Apenas na Terra de Israel foi possível persuadir os judeus – e não facilmente – a transformar a Pátria virtual numa Pátria real.
Entretanto, a Terra de Israel já era, então, a Pátria dos seus habitantes árabes. Não faz diferença se, à época da introdução do sionismo, os palestinos se definiam como uma nação em separado ou como parte da nação árabe maior.
Os pântanos e resíduos da Palestina eram parte da identidade dos seus habitantes. Assim como o desolado Neguev é parte da identidade dos israelenses, de onde não renunciarão nem a uma mínima colina. Poderiam os judeus ter retido, por controle remoto, um direito histórico à Terra de Israel durante as centenas de anos em que estiveram ausentes? Isto seria possível?
O único direito moral para transformar a Pátria virtual judia numa Pátria concreta, na Terra de Israel, vem unicamente da agonia de uma nação que havia sido condenada à morte. De fato, na prática esta Pátria antiga/nova salvou centenas de milhares de judeus europeus que chegaram antes e depois da Declaração Balfour, num período em que os portões da América e de outros países estavam fechados para eles.
A terra-Pátria não é apenas um território, mas um elemento primal da identidade pessoal e nacional. Assim, a divisão da Terra de Israel em dois Estados não é só a única solução política. É um imperativo moral.
Os que dão mordidas no território dos palestinos, como o governo de Israel está fazendo agora nos territórios, precisam saber que estão pilhando e infringindo a própria essência da identidade dos seus habitantes. E quem mais do que nós sabemos, da história judaica, o quão preciosas foram para os judeus suas identidades nacional e religiosa, e o quanto estariam dispostos a sacrificar-se por ela.
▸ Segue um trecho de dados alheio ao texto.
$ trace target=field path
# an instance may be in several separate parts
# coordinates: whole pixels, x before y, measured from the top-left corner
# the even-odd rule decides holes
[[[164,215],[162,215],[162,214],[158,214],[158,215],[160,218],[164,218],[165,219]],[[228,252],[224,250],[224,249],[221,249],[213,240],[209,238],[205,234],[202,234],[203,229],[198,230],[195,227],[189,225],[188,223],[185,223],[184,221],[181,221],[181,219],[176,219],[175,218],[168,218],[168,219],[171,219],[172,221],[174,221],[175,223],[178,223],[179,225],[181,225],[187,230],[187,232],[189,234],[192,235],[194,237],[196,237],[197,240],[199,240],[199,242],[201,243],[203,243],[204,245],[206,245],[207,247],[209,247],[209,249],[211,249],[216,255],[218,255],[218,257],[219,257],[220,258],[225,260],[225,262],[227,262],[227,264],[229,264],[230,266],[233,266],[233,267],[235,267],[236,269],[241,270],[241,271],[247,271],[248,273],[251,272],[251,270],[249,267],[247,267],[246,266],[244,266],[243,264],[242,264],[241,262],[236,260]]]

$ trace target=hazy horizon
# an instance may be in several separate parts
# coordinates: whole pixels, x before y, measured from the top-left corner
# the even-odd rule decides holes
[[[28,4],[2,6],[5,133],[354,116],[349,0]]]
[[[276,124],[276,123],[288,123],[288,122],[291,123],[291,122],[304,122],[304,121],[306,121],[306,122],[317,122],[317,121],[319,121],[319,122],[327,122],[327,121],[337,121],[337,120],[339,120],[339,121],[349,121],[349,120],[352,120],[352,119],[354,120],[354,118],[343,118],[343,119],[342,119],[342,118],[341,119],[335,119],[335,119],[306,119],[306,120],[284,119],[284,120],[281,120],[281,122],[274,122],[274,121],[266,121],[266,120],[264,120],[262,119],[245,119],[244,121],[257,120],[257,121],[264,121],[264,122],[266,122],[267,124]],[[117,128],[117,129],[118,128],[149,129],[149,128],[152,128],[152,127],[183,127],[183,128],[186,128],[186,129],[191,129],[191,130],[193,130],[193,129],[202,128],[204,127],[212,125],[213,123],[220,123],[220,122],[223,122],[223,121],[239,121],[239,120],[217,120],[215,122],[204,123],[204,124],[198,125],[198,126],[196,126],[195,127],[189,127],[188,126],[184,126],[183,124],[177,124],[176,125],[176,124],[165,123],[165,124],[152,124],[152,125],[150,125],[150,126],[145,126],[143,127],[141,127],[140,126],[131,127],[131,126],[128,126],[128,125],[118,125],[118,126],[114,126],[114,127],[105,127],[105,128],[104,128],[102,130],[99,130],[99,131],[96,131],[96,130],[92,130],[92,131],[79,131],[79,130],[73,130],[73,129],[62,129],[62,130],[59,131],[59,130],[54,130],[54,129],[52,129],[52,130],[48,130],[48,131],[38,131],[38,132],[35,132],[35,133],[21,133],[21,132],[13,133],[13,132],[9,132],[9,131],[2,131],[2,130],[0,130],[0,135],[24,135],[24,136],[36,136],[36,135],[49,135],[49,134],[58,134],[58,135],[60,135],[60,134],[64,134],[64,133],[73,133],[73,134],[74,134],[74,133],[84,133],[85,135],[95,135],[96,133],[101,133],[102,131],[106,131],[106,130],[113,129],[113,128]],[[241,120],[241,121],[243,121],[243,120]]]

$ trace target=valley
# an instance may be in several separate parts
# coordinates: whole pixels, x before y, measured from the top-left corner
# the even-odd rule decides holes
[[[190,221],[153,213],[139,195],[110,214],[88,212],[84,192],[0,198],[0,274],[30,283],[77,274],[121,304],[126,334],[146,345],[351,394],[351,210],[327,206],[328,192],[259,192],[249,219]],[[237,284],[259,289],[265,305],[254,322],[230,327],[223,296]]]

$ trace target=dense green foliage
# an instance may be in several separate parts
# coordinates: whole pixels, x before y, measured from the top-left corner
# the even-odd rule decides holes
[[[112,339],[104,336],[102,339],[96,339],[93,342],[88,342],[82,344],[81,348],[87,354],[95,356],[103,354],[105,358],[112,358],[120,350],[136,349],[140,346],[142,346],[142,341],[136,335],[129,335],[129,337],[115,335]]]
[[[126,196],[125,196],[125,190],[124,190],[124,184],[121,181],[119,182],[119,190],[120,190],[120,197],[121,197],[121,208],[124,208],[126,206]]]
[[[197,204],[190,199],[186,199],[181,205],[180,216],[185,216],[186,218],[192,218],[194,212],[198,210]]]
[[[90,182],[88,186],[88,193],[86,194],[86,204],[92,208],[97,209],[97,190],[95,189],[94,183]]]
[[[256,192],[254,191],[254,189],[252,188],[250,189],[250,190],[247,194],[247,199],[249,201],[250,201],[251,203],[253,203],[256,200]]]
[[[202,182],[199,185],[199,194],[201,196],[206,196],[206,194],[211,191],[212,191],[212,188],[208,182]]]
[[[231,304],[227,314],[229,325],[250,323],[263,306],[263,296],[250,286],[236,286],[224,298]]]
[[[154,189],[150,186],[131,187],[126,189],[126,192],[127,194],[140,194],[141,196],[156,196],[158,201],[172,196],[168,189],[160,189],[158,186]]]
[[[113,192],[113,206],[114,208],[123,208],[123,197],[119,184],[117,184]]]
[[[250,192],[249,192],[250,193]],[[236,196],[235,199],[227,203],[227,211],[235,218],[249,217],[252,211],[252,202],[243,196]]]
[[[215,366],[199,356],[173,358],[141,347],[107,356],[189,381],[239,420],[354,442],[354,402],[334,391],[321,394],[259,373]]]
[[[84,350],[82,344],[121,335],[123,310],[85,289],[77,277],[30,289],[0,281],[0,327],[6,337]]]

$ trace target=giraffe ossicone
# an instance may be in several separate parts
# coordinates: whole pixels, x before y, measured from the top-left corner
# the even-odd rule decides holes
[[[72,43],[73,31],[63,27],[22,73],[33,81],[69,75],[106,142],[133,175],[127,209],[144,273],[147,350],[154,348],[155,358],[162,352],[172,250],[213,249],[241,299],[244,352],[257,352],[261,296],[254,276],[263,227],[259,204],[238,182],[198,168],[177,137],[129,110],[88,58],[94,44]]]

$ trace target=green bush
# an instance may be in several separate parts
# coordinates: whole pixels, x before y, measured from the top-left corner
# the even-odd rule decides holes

Ao mesmo tempo, a identidade da Pátria palestina também requer exame. Se comparados com uma nação que mudou de terra natal como um viajante freqüente, para muitos palestinos a Pátria se reduz, às vezes, a uma aldeia e uma casa. É por isto que cada desenraizamento das mesmas fomenta tragédias e crises. Os palestinos de campos de refugiados na Faixa de Gaza ou na Cisjordânia não ficam a muitos quilômetros das casas e aldeias das quais fugiram ou foram expulsos na guerra de 1948, mesmo que ainda residam na Pátria palestina. Seu sentimento é que não apenas foram exilados da sua aldeia ou casa, mas da sua própria Pátria. Assim, por 64 anos continuaram vivendo nas condições miseráveis e incapacitantes dos campos de refugiados, sem o desejo ou possibilidade de se reabilitar em sua Pátria. O direito de retorno à Pátria, que é legítimo, tornou-se o direito de retorno à casa em Israel, que é impossível e desnecessário.
Neste periodo de desesperança política, que se está espraiando para o ano novo, não valeria a pena tentar clarear velhos conceitos e procurar um novo avanço?
[ por A.B. Yehoshua | publicado no Haaretz em 09/10/2011 | traduzido pelo PAZ AGORA|BR ]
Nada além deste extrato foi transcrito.